Una vez identificados estos tres fundamentos de la riqueza, deberíamos inferir por lógica las políticas que favorecen estas tendencias. Empezando por la vivienda en propiedad. Las políticas que fomentan el alquiler por razones supuestamente sociales van en contra de la prosperidad de los inquilinos a largo plazo. A la inversa, cualquier política que facilite la compra a crédito mediante una hipoteca contribuye a la igualdad real para todos. Lo mismo es válido para las pensiones. Hay que animar a la gente a ahorrar para su jubilación lo antes posible en su vida laboral, y fomentar el sistema por capitalización en lugar del sistema por reparto. La historia económica demuestra que la capitalización, es decir, la acumulación de activos que acabarán revirtiendo en los jubilados, es infinitamente más igualitaria que el reparto a medida que las personas se jubilan. Por último, la inversión es el tercer factor de igualdad y prosperidad, que parte de la premisa de que todo el mundo tenga este lúcido instinto; a la larga, la Bolsa rinde más que cualquier otra forma de ahorro. Por supuesto, es necesario que los gobiernos, en vez de enriquecer al Estado, faciliten el ahorro y la inversión en bolsa mediante una fiscalidad moderada.

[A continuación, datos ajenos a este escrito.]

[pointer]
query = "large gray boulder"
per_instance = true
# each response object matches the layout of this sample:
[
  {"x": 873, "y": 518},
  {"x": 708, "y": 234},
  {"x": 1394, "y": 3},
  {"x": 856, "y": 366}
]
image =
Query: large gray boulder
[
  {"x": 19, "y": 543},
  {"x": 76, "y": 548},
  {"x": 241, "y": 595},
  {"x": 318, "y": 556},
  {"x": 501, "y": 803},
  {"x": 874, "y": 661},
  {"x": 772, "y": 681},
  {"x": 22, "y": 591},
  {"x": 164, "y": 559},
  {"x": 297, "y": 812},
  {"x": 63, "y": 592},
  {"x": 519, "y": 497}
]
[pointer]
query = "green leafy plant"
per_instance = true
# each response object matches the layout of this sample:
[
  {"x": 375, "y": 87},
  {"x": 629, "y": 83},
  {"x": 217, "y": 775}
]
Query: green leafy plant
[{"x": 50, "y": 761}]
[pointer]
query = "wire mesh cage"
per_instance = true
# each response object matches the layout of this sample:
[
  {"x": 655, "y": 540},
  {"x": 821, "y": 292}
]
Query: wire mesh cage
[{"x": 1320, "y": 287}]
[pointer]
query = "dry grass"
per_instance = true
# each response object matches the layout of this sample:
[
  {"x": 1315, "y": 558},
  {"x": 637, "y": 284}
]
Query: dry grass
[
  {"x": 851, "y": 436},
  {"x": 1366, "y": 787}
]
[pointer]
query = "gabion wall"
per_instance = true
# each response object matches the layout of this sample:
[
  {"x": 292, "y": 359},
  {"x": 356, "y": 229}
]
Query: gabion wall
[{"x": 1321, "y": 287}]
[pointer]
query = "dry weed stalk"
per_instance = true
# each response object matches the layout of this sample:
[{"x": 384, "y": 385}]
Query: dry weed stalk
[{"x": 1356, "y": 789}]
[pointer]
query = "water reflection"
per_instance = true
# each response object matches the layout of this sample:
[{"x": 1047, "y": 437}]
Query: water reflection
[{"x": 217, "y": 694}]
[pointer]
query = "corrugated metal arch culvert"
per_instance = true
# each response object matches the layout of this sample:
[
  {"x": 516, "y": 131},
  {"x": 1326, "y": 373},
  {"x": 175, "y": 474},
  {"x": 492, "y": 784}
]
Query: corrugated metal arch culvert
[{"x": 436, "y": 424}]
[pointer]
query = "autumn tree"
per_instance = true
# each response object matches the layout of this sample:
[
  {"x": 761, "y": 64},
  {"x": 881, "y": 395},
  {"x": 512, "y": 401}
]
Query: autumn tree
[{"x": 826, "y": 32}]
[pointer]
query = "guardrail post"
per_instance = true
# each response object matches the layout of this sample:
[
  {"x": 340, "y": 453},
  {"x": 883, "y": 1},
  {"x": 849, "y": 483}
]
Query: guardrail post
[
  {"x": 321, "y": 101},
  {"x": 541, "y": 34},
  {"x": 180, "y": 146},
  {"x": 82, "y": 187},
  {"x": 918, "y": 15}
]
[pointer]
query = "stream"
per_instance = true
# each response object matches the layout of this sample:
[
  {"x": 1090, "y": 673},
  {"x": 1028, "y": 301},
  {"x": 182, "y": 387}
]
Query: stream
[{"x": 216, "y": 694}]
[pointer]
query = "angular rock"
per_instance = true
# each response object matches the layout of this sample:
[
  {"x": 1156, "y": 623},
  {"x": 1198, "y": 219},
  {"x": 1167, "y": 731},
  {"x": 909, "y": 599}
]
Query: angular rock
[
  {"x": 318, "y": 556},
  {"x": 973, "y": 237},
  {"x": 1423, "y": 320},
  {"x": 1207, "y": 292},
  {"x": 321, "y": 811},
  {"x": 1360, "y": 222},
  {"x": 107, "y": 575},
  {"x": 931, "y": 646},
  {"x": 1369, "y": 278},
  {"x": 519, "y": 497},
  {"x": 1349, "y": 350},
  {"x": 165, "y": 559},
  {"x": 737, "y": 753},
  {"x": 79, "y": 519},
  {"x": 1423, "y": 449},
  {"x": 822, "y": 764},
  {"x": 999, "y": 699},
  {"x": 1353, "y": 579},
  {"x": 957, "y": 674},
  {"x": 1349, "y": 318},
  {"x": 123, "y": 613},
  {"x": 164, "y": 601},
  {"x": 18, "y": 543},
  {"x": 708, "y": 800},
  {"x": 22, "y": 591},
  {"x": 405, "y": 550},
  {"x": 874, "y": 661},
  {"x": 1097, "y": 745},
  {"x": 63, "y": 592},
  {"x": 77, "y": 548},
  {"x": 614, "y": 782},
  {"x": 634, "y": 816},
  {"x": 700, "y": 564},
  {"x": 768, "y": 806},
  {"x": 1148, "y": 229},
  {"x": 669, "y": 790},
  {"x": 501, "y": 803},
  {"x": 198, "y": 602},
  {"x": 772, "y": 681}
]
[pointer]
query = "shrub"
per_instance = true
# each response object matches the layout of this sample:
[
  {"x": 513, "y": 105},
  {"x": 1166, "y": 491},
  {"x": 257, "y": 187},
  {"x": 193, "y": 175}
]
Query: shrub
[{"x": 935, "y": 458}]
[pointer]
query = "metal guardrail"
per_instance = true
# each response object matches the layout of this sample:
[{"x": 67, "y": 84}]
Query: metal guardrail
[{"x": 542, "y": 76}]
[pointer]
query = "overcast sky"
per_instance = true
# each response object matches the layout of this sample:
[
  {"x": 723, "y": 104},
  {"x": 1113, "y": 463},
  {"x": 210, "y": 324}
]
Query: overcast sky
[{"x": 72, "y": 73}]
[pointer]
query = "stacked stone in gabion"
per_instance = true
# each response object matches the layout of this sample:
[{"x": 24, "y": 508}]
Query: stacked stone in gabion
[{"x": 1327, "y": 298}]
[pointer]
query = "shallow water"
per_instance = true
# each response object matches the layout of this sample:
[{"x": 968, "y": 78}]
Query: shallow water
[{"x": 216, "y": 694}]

Supongamos ahora que un partido o varios partidos políticos proponen un programa que se corresponde con la realidad económica. ¿Triunfarían en las elecciones? No es fácil que lo hicieran, porque el enriquecimiento y la igualdad por los medios que hemos descrito son fenómenos lentos que se desarrollan a lo largo de la vida y no son perceptibles inmediatamente. Por lo tanto, se necesitaría mucho valor para reducir la ignorancia y la demagogia en este ámbito a fin de aumentar el conocimiento y difundir los datos reales que mejoran nuestra vida en sociedad. Pero ¿no sería este un deber moral que, tal vez a la larga, encontraría su recompensa en la bendición del sufragio universal? Soñemos con conciliar moralidad, conocimiento y democracia.